Our research philosophy is to look at interactions in addition to effects of single variables. We mainly work with whole plants, either indoors or in the field. We do manipulative experiments, both in the field and in controlled environments. When using controlled environments we use plants growing conditions as close as possible to natural conditions, except the factors under study. We also study the characteristics of the natural habitat of plants, to relate it to plant ‘behaviour’ in acclimation and adaptation. Our research is problem centred and most frequently spans different levels of organization and scientific disciplines. We are very careful about experimental design and statistics as a way of obtaining reliable data even in the outdoor environment that is subject to more random variation than a controlled environment. Sometimes we develop simulation models to study the coherence and implications of the results we obtain from our experiments, and to generate new testable hypotheses. In many cases, our experiments have been made possible by the novel instrumentation and software that we have developed for studying the different research questions.
Interactions in stomatal function: the modulation of the light sensitivity of stomata by other environmental factors. Physiological bases and ecological role.
How stomatal responsiveness is modulated by past growing conditions is a subject related to research that P. J. Aphalo did at the start of his career. Some of the hypotheses could not be then tested with the depth now possible. The photoreceptors involved in light sensing had not been characterized at the molecular level. Our most recent studies have looked at the changing role of different photoreceptors through the course of the day.

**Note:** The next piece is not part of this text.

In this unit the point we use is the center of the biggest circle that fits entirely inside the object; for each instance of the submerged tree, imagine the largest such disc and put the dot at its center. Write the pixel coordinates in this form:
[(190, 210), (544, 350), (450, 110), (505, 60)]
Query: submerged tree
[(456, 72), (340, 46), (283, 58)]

Light mediated plant-plant interactions: mechanisms, ecological implications and practical applications
P. J. Aphalo started doing research on this subject before arriving in Finland. This was the first research subject of the group and it has continued to be one of its focuses. Some of our papers on this subject have been seminal for later research of the role of information acquisition and use by plants through their sensory systems.
Perception and responses of plants to solar ultraviolet radiation by plants
We have been studying for about 25 years the effects of UVB and UVA radiation on the growth and secondary metabolism of woody and herbaceous plants. Initially we focused on direct effects and herbivory. Later we studied effects on leaf litter decomposition and soil fauna. We also did an assessment of the suitability of different action spectra for describing different responses measured outdoors in mature trees and tree seedlings. In the 1990’s our research focused on simulating ozone depletion and enhancing UV with lamps. Since 2001 we have been studying solar UV using filters to attenuate or it remove different regions of the daylight spectrum. Recently we have been studying the responses at the molecular level in sunlight and simulated sunlight, as well as using factorial experiments to characterize different interactions.
Development and validation of instruments and methods
We put considerable effort in the development of methods. Four aspects have been important: 1) development and testing of hardware for measurement of plant properties and behaviour, 2) development of hardware and software for measurement of environmental variables, and validation of quantification methods, 3) development of hardware and software for environmental control and visible and ultraviolet radiation treatments application, and 4) statistics, in relation to design of experiments and data analysis. We have published open-source software, including 13 R packages, edited and contributed to a handbook on research methods.